This creates a double array.
ar = ar + single(AccelDouble);
Here AccelDouble is converted to a single at first, which must be converted back to a double, because it is added to a double. This is a waste of time.
Either convert all values to singles from the beginning. Or stay at doubles.
mi ~= 0 is excluded twice. If would be more efficient, to remove all m==0 before the loops.
"sign(mi)"? Do you mean "single(mi)"?
AccelDouble = zeros(3,'double') ;
This produces a [3 x 3] array. Because it is overwritten ineach iteration, this is not a pre-allocation, but a waste of time. It does not matter, that it is overwritten by a [1 x 3] array, but confusing only.
I assume, your code can be accelerated. What are the used sizes of the input?
The integration scheme based of delta(v) = delta(t)*a is very basic. There are integrations methods on a higher order, which allow to increase the step sizes, which reduces the run time.

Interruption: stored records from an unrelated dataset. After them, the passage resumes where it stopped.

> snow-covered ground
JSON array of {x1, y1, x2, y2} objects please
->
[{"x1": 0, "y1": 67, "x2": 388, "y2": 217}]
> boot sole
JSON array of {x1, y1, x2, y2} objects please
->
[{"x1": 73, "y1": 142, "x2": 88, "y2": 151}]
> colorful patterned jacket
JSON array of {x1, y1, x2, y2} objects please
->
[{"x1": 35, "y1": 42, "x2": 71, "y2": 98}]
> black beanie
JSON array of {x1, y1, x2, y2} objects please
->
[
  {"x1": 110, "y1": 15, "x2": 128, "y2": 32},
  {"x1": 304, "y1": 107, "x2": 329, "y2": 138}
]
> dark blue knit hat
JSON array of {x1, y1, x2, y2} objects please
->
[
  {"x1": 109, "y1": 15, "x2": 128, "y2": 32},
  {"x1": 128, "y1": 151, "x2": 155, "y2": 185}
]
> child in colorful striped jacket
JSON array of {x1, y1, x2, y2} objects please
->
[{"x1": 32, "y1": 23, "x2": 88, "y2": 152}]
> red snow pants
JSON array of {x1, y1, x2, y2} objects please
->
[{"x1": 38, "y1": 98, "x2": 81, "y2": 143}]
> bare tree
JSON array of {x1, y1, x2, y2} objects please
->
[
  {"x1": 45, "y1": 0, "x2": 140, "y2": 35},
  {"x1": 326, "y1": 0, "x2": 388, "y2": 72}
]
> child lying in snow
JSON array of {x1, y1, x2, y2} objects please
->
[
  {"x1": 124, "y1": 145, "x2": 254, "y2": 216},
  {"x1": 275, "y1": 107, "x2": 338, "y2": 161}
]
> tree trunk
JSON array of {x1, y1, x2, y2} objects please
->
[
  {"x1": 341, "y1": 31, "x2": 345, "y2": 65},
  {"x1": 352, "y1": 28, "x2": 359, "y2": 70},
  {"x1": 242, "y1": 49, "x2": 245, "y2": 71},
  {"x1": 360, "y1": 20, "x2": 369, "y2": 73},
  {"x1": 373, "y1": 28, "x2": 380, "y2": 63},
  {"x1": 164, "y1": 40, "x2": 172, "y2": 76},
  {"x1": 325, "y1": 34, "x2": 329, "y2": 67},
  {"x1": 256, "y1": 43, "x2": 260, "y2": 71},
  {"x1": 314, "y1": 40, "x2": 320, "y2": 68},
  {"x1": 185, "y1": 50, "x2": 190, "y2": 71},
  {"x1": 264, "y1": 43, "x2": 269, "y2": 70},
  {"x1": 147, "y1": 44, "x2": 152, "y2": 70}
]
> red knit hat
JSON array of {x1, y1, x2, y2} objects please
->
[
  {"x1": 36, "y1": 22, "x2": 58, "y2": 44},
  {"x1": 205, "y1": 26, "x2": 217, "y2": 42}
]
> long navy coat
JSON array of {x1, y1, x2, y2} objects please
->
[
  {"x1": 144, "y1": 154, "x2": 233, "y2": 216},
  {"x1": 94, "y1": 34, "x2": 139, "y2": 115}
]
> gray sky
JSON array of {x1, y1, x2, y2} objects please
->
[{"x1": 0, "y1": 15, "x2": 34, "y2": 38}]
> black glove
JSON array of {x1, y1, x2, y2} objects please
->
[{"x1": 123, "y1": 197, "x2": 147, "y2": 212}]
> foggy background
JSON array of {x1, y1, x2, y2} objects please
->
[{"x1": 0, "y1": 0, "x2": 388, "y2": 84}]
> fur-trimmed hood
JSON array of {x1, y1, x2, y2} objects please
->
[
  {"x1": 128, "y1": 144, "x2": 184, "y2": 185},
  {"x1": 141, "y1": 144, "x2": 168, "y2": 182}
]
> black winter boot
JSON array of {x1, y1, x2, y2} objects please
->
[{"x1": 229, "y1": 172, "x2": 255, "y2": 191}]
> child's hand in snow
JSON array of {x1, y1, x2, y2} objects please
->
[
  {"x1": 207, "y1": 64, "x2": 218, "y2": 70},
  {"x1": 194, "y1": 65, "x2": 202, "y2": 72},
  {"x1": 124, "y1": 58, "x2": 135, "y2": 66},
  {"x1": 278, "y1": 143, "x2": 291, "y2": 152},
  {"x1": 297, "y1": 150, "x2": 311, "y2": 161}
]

[EDITED] Vectorizing the inner loop and using SINGLE for all data reduces the runtim from 1.64 sec to 0.06 sec for 2e3 objetcs:
function test
heavy = rand(2e3, 7) .* [1e9, 1e6, 1e6, 1e6, 1e3, 1e3, 1e3];
tic
heavy = Core1(heavy);
toc
heavyS = single(heavy)
tic
heavy = Core1(heavyS);
toc
end
function heavy = Core3(heavy)
timeStep = 0.1;
G = 6.67430e-11;
M = heavy(:, 1);
X = heavy(:, 2:4);
V = heavy(:, 5:7);
n = numel(M);
MG = M * G;
for i = 1:n
mi = M(i);
D = X - X(i, :);
r2 = sum(D .* D, 2);
F = (D ./ sqrt(r2)) .* (MG * mi ./ r2);
F(i, :) = 0;
Ft = sum(F, 1);
V(i, :) = V(i, :) + Ft * timeStep;
X(i, :) = X(i, :) + timeStep * V(i, :);
end
heavy(:, 2:4) = X;
heavy(:, 5:7) = V;
end
I've implemented this with the assumption that your "sign(mi)" was thought as "single(mi)".
But note this: In the current implementation the problem is O(n^2). Doubling the input size does increase the runtime by a factor 4. I've tested the code with 2e3 rows. For 1e6 rows this will be more than 4 hours per time step.
How many timesteps do you want to calculate? I assume, there is no way to perform this efficiently in Matlab with this simple apporach. Even if you convert this to a C-mex method and increase the speed by a factor 2 (a pure guess only!), 2 hours per time step is still far away from allowing a serious number of time steps.
Bjorn has mentioned, that the force matrix is symmetrical, but it is not trivial to exploit this for 1e6 elements without exhausting the the memory. Using a sophisticated intergator is essential to reduce the number of timesteps for a certain accuracy.
Professional simulations use e.g. the leap-frog algorithm. This simplifies the computation by combining a neighborhood of elements to their center of mass: If we simulate the trajectories of the stars in the galaxy, the distribution of other stars in a spatial segment far away is in first approximation the force of its center of mass containing the sum of the masses. This can reduce the computing time by a factor 100 without loosing too much accruracy.